OpenNBS / OpenNoteBlockStudio

An open-source Minecraft music maker.
https://opennbs.org/
MIT License
728 stars 50 forks source link

Audio export sounds different than what you hear in the editor #452

Open Bentroen opened 1 month ago

Bentroen commented 1 month ago

Overview

Many users have pointed out that the NBS audio export sounds different/worse than what you hear in the editor. This is, in fact, true, and this post is intended to address in depth why this is the case.

It isn't completely understood what makes NBS editor audio playback sound the way it does, but there seems to be multiple factors at play — most of which are outside our control as they aren't handled in NBS's code, but by the underlying audio engine in GameMaker. But in general, we don't consider it a good representation of what a song is actually supposed to sound like.

nbswave, the library written to replace the previous DLL as the backend for audio export, is supposed to be the cleanest, purest form of audio you can get. There are no post-processing effects, compression, or equalization applied to the track, so everything sounds balanced overall.

This isn't the case in the editor, which has compression applied — in busier songs, you can audibly hear the song "dip down" heavily during playback. Sometimes, even this compressor struggles with holding everything back, as can be noticed in the following screenshot of a recorded editor session:

image (courtesy of @BedrRedstone)

Since NBS is made in a game engine, it's understandable that there's compression applied — afterall, you don't want players of your game to have their ears burst if your game is playing too many audio sources at once. However, for an audio editing application, it's desirable to have as much control as possible over what goes through to the user's speakers, which unfortunately is not the case with NBS today.

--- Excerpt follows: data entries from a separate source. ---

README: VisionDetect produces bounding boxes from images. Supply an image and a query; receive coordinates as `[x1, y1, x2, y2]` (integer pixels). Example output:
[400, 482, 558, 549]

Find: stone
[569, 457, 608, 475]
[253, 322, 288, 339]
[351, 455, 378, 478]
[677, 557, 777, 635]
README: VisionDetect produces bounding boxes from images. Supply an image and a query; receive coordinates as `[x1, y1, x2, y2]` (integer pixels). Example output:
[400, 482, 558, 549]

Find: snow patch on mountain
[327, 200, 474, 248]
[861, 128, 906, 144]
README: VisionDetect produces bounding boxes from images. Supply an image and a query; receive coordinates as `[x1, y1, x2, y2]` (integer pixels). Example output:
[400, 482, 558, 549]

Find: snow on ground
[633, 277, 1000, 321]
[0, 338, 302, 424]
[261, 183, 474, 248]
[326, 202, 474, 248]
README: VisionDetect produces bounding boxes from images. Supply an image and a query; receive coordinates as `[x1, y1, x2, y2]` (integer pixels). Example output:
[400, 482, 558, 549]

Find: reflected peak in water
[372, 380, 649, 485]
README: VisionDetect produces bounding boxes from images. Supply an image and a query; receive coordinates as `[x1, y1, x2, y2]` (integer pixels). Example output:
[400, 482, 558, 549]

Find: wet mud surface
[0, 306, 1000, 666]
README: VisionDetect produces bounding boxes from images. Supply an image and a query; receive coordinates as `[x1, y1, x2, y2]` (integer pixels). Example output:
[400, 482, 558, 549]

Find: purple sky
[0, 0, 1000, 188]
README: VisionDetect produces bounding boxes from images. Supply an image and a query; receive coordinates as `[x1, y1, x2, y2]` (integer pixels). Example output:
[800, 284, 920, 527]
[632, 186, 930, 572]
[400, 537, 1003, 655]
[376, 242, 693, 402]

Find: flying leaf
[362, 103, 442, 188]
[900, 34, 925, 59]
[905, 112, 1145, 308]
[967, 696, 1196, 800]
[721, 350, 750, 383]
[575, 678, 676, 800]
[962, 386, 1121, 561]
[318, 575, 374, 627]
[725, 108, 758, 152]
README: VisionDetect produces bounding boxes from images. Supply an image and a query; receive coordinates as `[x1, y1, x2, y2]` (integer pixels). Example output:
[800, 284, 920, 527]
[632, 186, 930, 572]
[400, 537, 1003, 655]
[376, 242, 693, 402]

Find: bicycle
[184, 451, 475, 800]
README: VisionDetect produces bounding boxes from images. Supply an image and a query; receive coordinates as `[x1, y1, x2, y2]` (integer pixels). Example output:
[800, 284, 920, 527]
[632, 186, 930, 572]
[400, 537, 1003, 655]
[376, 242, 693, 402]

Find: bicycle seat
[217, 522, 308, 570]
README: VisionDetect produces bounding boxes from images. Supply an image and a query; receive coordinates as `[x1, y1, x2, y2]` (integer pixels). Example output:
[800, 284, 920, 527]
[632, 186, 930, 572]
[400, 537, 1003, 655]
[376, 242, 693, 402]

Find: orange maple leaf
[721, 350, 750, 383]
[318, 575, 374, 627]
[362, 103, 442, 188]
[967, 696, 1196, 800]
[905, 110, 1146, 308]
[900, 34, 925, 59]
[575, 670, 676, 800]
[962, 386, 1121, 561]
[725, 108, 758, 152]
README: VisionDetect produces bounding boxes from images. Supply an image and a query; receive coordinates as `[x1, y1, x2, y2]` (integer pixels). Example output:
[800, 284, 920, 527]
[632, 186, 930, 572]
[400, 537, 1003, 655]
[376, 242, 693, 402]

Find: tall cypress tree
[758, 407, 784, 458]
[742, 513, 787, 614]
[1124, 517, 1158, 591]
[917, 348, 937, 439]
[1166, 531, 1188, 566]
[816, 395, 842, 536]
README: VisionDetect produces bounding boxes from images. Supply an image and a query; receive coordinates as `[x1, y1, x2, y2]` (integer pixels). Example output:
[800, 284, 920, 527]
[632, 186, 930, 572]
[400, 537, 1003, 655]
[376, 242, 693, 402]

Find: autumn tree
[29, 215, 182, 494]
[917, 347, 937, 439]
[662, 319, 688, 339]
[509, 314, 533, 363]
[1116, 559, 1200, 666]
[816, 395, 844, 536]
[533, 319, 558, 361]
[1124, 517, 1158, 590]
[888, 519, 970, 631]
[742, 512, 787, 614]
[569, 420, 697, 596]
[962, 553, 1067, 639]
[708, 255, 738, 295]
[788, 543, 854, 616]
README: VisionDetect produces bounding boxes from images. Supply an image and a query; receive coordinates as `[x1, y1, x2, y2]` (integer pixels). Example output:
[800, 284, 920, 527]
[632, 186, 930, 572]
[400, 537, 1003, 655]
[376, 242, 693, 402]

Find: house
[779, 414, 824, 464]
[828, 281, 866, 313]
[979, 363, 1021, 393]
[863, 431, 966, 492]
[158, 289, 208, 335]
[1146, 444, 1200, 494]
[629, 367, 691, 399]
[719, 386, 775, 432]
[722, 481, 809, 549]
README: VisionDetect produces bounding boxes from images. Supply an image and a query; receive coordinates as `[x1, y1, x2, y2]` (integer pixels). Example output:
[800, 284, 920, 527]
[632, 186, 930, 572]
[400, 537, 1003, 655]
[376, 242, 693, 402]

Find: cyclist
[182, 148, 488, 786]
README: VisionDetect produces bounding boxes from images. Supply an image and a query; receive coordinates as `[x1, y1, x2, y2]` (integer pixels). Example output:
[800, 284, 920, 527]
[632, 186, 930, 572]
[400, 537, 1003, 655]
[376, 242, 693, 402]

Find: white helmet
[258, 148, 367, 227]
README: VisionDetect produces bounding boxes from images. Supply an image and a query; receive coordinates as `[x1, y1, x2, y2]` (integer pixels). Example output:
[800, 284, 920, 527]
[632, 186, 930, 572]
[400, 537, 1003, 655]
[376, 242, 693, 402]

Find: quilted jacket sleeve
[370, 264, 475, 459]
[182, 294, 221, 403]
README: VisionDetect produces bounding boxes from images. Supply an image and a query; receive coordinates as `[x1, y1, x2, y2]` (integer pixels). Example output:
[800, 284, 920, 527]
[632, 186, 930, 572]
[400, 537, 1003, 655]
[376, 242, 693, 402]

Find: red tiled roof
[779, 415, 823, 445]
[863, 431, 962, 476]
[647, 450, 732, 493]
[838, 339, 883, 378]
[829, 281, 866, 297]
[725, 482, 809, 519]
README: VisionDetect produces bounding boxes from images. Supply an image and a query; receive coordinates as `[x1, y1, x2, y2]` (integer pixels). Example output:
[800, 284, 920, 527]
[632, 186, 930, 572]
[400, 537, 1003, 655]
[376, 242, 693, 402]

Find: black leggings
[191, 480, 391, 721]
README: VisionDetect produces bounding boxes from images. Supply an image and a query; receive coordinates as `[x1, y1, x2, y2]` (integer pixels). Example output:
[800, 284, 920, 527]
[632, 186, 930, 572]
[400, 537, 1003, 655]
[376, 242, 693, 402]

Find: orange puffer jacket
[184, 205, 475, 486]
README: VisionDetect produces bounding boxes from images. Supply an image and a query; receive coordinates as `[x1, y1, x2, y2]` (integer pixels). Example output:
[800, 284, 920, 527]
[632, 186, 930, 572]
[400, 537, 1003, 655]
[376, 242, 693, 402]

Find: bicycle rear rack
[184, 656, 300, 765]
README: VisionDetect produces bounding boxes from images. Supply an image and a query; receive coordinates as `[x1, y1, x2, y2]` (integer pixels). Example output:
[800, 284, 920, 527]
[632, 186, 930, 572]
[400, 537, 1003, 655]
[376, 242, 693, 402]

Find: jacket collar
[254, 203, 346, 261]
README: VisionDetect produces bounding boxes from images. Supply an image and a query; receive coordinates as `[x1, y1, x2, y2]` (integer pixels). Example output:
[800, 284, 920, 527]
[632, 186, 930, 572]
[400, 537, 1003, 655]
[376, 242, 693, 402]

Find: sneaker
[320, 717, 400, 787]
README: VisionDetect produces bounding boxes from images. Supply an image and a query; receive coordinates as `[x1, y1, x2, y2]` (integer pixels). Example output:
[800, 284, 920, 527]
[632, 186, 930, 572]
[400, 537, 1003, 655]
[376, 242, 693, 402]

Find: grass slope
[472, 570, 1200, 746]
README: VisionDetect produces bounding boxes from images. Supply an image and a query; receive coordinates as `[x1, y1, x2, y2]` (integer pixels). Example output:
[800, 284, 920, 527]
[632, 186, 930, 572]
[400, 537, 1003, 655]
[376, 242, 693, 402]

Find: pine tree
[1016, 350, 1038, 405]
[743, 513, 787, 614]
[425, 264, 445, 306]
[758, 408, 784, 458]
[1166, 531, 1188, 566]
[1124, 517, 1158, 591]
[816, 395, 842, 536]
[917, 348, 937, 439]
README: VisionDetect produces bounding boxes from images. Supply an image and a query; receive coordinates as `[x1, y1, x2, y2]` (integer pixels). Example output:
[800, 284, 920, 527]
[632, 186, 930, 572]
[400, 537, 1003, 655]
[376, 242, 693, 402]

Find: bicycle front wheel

This is an unfortunate reality, since anyone working in any kind of music editing software expects exported files to be consistent with what they are hearing in the editor — basically, WYHIWYG. We're working to address these differences, and the research we've done prior to writing this post is part of understanding this process, as well as making it clearer to the community at large.

Of course, with the audio export being a first-class feature in NBS, and the primary way to get your creation out of the program, our end goal is for it to match what you hear in the editor exactly — or at least for there to be a known, reproducible way to apply certain effects to the export track so it matches the editor as close as possible. This involves both making the editor playback more consistent/predictable (something we expect to do in NBS v4.0), and improving the audio export to replicate its nuances.

If both the exported track's and the recorded playback's audio signals were identical, one would expect them to cancel out if their waveforms were lined up in an audio editor, then one of the tracks was inverted. Below is a list of (hopefully) all reasons that prevent this from happening.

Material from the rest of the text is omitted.